The graduate program in communication studies is designed to prepare the serious student for teaching, research, publishing, and professional media-related production activities. In consultation with the Graduate Program Director and other faculty advisors and mentors, each student chooses an area of specialization for his or her coursework pursuits that will ultimately lead to the creation of a high quality thesis or professional paper or media project.
A. Rhetorical Studies:
This concentration includes courses that investigate the socio-political implications of discourse and argument. The working assumption of this area is that public communication influences decision making processes as well as the creation and formation of identity within cultural systems. Research centers on the production and reception of texts in historical contexts. The production of mediated and non-mediated texts and the effects upon larger social institutions are examined as well. Coursework involves the textual, cultural, and social analysis of oral, written, and visual texts. Theoretical frameworks include generic criticism, deconstruction, argumentation theory, semiotic analysis, feminist criticism, and ideological criticism.
B. Media Studies:
We view the media as a cultural product; as such, this concentration includes courses that focus on the production, reception, and influence of mass media texts. Areas of interest include the impact of digital media, the business of media, the historiography of mass media institutions, textual analyses of films, videos, and television, effects of mass media texts, the uses and gratifications of mass media texts, and mass communication law. Production issues in this emphasis revolve around the creation and production of film, audio, video, and interactive texts, while coursework focuses on the use of new technologies in the production of film, television, and video games.

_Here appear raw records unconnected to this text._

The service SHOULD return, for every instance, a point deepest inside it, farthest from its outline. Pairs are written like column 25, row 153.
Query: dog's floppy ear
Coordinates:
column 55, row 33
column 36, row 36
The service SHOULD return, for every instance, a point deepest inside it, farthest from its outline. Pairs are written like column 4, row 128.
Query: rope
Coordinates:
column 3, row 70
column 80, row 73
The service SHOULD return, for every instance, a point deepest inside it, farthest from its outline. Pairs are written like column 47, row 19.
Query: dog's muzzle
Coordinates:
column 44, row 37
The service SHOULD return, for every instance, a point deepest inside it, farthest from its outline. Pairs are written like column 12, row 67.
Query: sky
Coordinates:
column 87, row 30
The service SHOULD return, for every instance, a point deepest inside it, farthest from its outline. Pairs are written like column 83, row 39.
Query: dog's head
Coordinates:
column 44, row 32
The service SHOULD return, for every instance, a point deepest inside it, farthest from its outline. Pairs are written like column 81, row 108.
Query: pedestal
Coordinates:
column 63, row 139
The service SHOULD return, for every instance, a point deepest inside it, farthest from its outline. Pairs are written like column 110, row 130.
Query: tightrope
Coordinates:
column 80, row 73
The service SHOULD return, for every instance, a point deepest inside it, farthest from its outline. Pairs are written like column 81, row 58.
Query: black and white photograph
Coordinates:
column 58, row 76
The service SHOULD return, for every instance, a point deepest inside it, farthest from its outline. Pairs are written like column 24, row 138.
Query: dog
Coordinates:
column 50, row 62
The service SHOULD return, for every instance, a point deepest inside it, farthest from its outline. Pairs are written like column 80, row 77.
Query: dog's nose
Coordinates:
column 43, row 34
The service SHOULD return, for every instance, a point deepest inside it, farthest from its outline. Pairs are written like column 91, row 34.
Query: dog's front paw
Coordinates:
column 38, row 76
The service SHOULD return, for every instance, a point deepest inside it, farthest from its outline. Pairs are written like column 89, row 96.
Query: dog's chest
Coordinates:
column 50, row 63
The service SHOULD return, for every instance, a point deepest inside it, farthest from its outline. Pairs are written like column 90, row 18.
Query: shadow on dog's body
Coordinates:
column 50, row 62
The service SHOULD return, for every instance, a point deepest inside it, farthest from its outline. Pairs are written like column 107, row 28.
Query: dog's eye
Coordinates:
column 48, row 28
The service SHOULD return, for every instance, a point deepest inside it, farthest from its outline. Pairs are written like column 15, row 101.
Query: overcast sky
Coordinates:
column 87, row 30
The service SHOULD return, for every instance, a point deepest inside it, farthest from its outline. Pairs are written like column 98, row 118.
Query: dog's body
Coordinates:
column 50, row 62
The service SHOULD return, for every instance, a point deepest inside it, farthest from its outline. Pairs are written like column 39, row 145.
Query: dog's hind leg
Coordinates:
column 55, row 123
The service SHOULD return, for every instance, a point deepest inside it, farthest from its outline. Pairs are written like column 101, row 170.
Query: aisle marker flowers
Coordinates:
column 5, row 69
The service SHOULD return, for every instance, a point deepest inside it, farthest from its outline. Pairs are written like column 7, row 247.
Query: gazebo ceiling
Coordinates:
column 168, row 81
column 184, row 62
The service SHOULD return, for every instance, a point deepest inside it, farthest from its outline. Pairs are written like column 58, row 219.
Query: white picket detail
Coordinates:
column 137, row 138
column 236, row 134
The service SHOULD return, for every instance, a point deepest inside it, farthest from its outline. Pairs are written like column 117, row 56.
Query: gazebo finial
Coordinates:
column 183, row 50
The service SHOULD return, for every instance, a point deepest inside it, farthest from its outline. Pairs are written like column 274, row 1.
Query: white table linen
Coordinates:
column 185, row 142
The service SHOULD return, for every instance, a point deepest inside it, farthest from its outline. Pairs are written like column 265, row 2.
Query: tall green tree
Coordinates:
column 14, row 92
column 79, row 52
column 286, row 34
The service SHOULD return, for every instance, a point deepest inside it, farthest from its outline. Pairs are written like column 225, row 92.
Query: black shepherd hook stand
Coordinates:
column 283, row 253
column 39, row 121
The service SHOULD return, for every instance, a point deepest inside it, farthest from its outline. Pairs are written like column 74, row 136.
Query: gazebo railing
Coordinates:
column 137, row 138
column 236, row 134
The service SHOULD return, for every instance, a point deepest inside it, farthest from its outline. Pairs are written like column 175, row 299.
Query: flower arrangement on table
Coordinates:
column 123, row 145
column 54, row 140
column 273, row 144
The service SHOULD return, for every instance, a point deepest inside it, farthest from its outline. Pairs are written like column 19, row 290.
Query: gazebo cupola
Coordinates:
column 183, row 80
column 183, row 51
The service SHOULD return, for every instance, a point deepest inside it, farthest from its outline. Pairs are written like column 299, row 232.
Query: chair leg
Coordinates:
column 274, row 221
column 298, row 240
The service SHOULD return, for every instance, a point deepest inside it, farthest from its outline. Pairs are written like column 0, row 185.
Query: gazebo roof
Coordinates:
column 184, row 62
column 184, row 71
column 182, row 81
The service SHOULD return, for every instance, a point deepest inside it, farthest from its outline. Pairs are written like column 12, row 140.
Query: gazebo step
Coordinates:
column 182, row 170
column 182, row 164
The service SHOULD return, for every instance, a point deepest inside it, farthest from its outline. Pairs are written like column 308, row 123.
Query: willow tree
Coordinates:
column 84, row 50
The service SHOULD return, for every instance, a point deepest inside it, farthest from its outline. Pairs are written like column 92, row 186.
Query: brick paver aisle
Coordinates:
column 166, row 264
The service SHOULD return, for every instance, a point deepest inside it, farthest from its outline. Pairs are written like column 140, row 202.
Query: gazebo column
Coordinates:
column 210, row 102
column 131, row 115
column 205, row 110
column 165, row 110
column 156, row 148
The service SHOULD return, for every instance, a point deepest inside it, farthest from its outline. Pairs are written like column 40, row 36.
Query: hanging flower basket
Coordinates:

C. Interpersonal/Organizational Studies:
Because relationships, groups, teams, and organizations are constituted in human communication, this concentration investigates the relationship between communication and the creation and maintenance of our social relationships in personal, group, and organizational contexts. This area focuses on issues such as how communication creates and sustains friendship, romantic relationships, and family. It also focuses on the influence of organizational structures and networks, how communication creates and maintains unique relational or organizational cultures, how communication affects the adoption of innovations, leadership as constituted by communication, crisis communication, communication and cohesiveness in groups and teams, and how communication gives voice to organizational members.